From: "Ananyev, Konstantin" <konstantin.ananyev@intel.com>
To: Zoltan Kiss <zoltan.kiss@linaro.org>, "dev@dpdk.org" <dev@dpdk.org>
Subject: Re: [dpdk-dev] [PATCH] ixgbe: fix checking for tx_free_thresh
Date: Tue, 9 Jun 2015 11:18:12 +0000 [thread overview]
Message-ID: <2601191342CEEE43887BDE71AB97725821436355@irsmsx105.ger.corp.intel.com> (raw)
In-Reply-To: <556F3D80.3070904@linaro.org>
> -----Original Message-----
> From: Zoltan Kiss [mailto:zoltan.kiss@linaro.org]
> Sent: Wednesday, June 03, 2015 6:47 PM
> To: Ananyev, Konstantin; dev@dpdk.org
> Subject: Re: [dpdk-dev] [PATCH] ixgbe: fix checking for tx_free_thresh
>
>
>
> On 02/06/15 18:35, Ananyev, Konstantin wrote:
> >
> >
> >> -----Original Message-----
> >> From: Zoltan Kiss [mailto:zoltan.kiss@linaro.org]

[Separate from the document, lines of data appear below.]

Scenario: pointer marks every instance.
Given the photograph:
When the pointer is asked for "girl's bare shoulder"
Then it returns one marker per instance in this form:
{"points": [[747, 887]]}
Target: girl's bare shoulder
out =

> >> Sent: Tuesday, June 02, 2015 4:08 PM
> >> To: Ananyev, Konstantin; dev@dpdk.org
> >> Subject: Re: [dpdk-dev] [PATCH] ixgbe: fix checking for tx_free_thresh
> >>
> >>
> >>
> >> On 02/06/15 14:31, Ananyev, Konstantin wrote:
> >>> Hi Zoltan,
> >>>
> >>>> -----Original Message-----
> >>>> From: dev [mailto:dev-bounces@dpdk.org] On Behalf Of Zoltan Kiss
> >>>> Sent: Monday, June 01, 2015 5:16 PM
> >>>> To: dev@dpdk.org
> >>>> Subject: Re: [dpdk-dev] [PATCH] ixgbe: fix checking for tx_free_thresh
> >>>>
> >>>> Hi,
> >>>>
> >>>> Anyone would like to review this patch? Venky sent a NAK, but I've
> >>>> explained to him why it is a bug.
> >>>
> >>>
> >>> Well, I think Venky is right here.
> >> I think the comments above rte_eth_tx_burst() definition are quite clear
> >> about what tx_free_thresh means, e1000 and i40e use it that way, but not
> >> ixgbe.
> >>
> >>> Indeed that fix, will cause more often unsuccessful checks for DD bits and might cause a
> >>> slowdown for TX fast-path.
> >> Not if the applications set tx_free_thresh according to the definition
> >> of this value. But we can change the default value from 32 to something
> >> higher, e.g I'm using nb_desc/2, and it works out well.
> >
> > Sure we can, as I said below, we can unify it one way or another.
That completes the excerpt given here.